There was a poetry in the hymns we sang at High Ham Primary School.  Apart from the entirely banal When a knight won his spurs, the choices from our hymnbook were weighty in theological and literary terms.  Even to someone who had few religious inclinations, there was imagery and imagination in the lines we sang.  There were words we did not understand, words that might have prompted pondering even among adults. There were rhymes and alliteration and the sort of poetic devices our teacher tried to teach us.  Lines like which wert and art and evermore shalt be linger in the memory more than fifty years after standing in that long gone classroom.

Perhaps such childhood experiences helped create a sense of timelessness, a sense of living at every moment all at once, a recalling of distant memories with a realism so vivid that the linear order of events can become confused. The boy at High Ham school is much a part of the present as are the subsequent incarnations of him, the child being the father of the man and all that stuff.

Stepping out of the car at the house that has been the family home for the past fifty-seven years, there was a moment in which all the moments seemed gathered. Perhaps it was the sense of the approach of Easter, perhaps it was simply the sound of silence and birdsong after the noise of Dublin.

The landscape of home has been inhabited for two millennia, the mosaic floor from the Roman villa lies in the county museum.  There are people who claim to have seen legionnaires passing through.

Turning toward the door, the thought occurred that the number of years when such moments might occur was much less than it had been.  How many more times might I drive the road from Fishguard to Somerset?
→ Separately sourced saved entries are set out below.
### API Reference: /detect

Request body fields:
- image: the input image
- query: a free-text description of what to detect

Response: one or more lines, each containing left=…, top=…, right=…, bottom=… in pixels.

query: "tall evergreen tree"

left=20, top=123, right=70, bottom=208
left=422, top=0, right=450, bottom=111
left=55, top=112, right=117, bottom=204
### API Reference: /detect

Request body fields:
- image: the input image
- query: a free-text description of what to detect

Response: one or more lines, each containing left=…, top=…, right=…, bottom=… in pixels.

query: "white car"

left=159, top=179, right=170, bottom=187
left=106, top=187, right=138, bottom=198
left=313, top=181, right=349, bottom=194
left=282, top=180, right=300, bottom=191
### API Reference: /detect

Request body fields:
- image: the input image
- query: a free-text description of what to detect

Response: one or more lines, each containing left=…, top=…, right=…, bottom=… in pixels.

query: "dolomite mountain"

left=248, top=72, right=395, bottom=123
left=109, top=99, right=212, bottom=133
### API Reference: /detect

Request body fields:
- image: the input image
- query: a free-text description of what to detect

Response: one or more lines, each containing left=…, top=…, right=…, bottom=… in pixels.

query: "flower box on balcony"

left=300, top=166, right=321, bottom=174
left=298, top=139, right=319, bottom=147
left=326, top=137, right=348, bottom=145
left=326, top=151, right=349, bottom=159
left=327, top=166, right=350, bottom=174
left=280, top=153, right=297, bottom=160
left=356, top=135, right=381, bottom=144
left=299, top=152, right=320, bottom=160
How many more spring evenings might there be when arrival is greeted by birdsong and tranquility?

In a moment, there came the realisation that it didn’t really matter, it didn’t matter what decade it might be, none of it mattered if time was all at once.

I smiled recalling Miss Rabbage sitting at the piano in the junior classroom. The hymns, the timeless hymns, Now thank we all, our God was among them.

. . . keep us in his grace,
and guide us when perplexed,
and free us from all ills
in this world in the next.

This world, the next world, the past world, which wert and art and evermore shalt be.